My husband’s time overseas thus far has involved much more vague job descriptions and unspecified tasks. As a man who loves to cook and hasn’t fathered a child, he’s viewed with some suspicion in the rural African villages we’ve lived in. Yet, with his good-natured personality and his deep faith, he has accepted these circumstances and trusted God to use him and guide him.
By God’s grace, our time overseas has been fruitful and joyful despite challenges and struggles.
God called my husband back to the U.S. first. He saw the writing on the wall with COVID right from the start. As he started wondering what we’d do back in the States, the long-buried dream of becoming a chaplain started to surface. He began researching programs and polishing his application.
God called me back to the U.S. second. After much kicking, screaming, crying, and stubbornness, I finally gave up and gave in. I honestly didn’t really believe we were going home until we boarded that plane. There was so much I still wanted to do overseas and so little I wanted to do in the U.S.
When we moved back home and God made it very clear that he was calling my husband to begin a 2-year hospital chaplain training program, I was equal parts proud wife and crushed dreamer. I love that my husband is pouring himself into this important ministry, but I struggle returning to work that I’m not passionate about.

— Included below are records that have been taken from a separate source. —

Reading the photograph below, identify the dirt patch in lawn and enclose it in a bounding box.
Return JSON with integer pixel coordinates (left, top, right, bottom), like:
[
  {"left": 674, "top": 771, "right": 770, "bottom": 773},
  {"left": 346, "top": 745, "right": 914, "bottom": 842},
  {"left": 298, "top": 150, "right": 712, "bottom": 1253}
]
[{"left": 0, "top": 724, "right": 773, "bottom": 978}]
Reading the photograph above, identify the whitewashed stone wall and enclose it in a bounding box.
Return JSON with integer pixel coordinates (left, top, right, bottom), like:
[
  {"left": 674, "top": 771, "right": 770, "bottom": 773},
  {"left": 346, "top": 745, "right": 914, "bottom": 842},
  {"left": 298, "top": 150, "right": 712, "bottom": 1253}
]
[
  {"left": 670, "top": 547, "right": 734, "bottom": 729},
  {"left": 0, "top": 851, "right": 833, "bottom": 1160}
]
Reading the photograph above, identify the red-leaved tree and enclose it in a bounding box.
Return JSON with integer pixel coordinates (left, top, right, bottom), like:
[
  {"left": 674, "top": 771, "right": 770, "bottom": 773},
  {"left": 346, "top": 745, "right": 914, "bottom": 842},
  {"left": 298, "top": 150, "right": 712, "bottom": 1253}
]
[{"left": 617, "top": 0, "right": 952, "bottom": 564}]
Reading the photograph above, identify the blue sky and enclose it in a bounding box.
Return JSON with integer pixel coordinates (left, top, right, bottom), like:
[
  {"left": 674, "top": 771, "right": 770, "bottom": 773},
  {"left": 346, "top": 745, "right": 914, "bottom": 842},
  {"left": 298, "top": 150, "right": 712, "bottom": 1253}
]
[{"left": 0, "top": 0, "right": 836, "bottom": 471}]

I’ve battled with jealousy and bitterness as I watch my husband pursue his passions while I punch a clock. He seems to live in technicolor while my days feel more black and white. And, believe me, I know how spoiled and ungrateful I seem. He sacrificed and supported my dreams. He even opened himself up and accepted a new calling. It’s only fair that I should do the same.
It doesn’t feel fair, though. And it certainly isn’t easy.
I think the crux of it for me is that somewhere along the way I started to confuse my productivity for Christ with my identity in Christ. As a cross-cultural worker, my work on the margins brings me close to the God who came to seek and save those on the margins. But I make a crucial mistake when I start to imagine that my work earns me that closeness with Christ. Because then when the work is taken away, I feel rudderless, purposeless, and seem to drift quickly from my Father.
I identify as an overseas worker. My husband identifies as a Christian working overseas. Guess who has a harder time returning home?
I know the churchy answers, but my heart rebels against them. I am just like the Israelites who bore this reproach:
“For thus said the Lord GOD, the Holy One of Israel, “In returning and rest you shall be saved; in quietness and in trust shall be your strength.” But you were unwilling.” (Isaiah 30:15, ESV)
The Israelites and I are both promised a savior and strength if we will return to God and trust in Him. We both find the thought of returning distasteful and overwhelming. We both have a God who longs to bless us no matter how much we push him away. We’ve both forgotten that our main identity is not what fills our hours or where we lay our head, but how deeply and completely and totally loved we are by our God.
Has your returning journey involved some unwilling kicking and screaming or dragging your feet? Have you wrestled with differences in your spouse’s calling or ministry and what that looks like back ‘home’?